KV Cache Quantization
Switch from Q8_0 to Q4_0 KV cache to enable full 180K+ context. This comes at the cost of some quality on long-context recall, but may be acceptable for many use cases.
Monitor Long-Running Sessions
KV cache grows with sequence length. Long conversations or multiple concurrent users will fill VRAM faster than expected due to the pre-allocated 131K token buffer.
Would I Recommend This?
TL;DR: Yes, with caveats. This is a very good model. I am satisfied with the quality despite the heavy quantization, and I can tolerate the tokens per second, although it is meaningfully slower than MiniMax M2.5 or Qwen3-Coder-Next (but this is expected).
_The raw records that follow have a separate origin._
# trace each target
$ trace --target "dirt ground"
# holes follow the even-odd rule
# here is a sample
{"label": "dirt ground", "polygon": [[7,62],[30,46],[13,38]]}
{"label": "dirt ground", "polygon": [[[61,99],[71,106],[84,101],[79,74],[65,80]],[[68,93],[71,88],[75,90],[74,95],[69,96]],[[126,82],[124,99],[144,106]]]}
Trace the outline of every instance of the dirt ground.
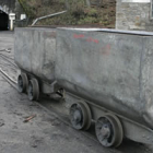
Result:
{"label": "dirt ground", "polygon": [[[0,32],[0,50],[11,48],[13,33]],[[9,64],[0,58],[0,68],[10,74]],[[9,71],[8,71],[9,70]],[[12,75],[14,75],[12,74]],[[51,101],[50,101],[51,103]],[[28,122],[26,118],[35,115]],[[105,149],[81,132],[68,127],[56,116],[19,94],[0,75],[0,153],[153,153],[153,146],[125,140],[119,149]]]}

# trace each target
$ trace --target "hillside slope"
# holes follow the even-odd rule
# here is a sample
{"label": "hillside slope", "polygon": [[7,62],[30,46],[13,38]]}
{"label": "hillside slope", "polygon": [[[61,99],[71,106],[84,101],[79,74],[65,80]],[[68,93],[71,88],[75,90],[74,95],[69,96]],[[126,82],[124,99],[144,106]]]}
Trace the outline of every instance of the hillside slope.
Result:
{"label": "hillside slope", "polygon": [[115,27],[115,0],[19,0],[31,21],[47,14],[67,13],[43,20],[39,25],[90,25]]}

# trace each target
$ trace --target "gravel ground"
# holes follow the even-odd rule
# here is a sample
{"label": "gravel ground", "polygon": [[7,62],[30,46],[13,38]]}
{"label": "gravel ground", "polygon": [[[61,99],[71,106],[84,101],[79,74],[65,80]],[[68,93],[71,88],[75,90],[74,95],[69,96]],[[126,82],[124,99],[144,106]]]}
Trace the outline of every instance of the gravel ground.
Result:
{"label": "gravel ground", "polygon": [[[0,50],[4,48],[12,48],[2,54],[13,58],[13,33],[0,32]],[[17,73],[1,58],[0,68],[14,78]],[[19,94],[1,75],[0,86],[0,153],[153,153],[152,145],[129,140],[119,149],[105,149]]]}

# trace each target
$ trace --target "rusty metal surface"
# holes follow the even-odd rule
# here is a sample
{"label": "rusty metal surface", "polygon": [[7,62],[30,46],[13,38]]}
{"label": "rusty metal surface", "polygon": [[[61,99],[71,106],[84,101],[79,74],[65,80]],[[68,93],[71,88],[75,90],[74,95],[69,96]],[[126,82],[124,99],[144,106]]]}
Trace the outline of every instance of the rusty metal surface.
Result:
{"label": "rusty metal surface", "polygon": [[55,80],[56,30],[15,28],[16,64],[48,82]]}
{"label": "rusty metal surface", "polygon": [[70,93],[152,128],[152,38],[59,28],[56,79]]}

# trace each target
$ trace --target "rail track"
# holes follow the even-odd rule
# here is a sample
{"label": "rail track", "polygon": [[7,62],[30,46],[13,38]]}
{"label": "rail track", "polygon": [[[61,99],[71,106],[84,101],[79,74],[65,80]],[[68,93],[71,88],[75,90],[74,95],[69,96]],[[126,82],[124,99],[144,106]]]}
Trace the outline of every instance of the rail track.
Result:
{"label": "rail track", "polygon": [[[1,56],[0,57],[4,57],[4,59],[7,61],[9,61],[15,69],[17,69],[17,66],[15,63],[13,63],[13,61],[10,60],[10,57],[8,56]],[[7,72],[4,72],[1,68],[0,68],[0,74],[2,75],[2,78],[14,89],[17,91],[17,82],[14,81]],[[58,118],[61,122],[63,122],[64,125],[71,127],[73,129],[73,127],[71,126],[70,121],[69,121],[69,117],[58,113],[57,110],[55,110],[54,108],[50,107],[50,103],[47,101],[42,99],[40,102],[35,102],[33,101],[33,103],[35,105],[37,105],[38,107],[43,108],[48,115],[50,116],[55,116],[56,118]],[[84,137],[91,139],[92,141],[99,143],[94,134],[94,126],[91,126],[91,128],[89,129],[89,131],[80,131]],[[111,151],[110,151],[111,152]]]}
The model successfully passed our testing, which included performance baselines, writing this blog post, and creating a meal plan and grocery list for the week. The quality is impressive given the extreme 1-bit quantization, suggesting that the knowledge encoded in 358B parameters can survive such heavy compression.
However, there are trade-offs to consider:
- Speed: Decode speed declines significantly with longer contexts (from 30.81 TPS at 4K to 9.74 TPS at 128K). Note that MiniMax M2.5 UD_IQ2_M is significantly faster and seems equally capable, so I'd stick with the lighter-weight model for productivity reasons.
- Memory: Requires 6 GPUs with ~108GB model weights, leaving limited VRAM for KV cache
- Context: Limited to 128K context due to OOM at 180K (model theoretical max: 202,752 tokens)
- Power: Power consumption (~820-864W across 6 GPUs) is comparable to MiniMax and not an issue - we know what we're in for running 6 gas-guzzling GPUs
For production use, I'd still recommend GLM-4.7-Flash (Q5_K_M) as the safer choice due to its faster decode speed and lower resource requirements. But for research, experimentation, or when you need the absolute maximum model capacity that can fit in your hardware, this GLM-4.7 (IQ1_M) configuration is a viable option that delivers surprisingly good quality.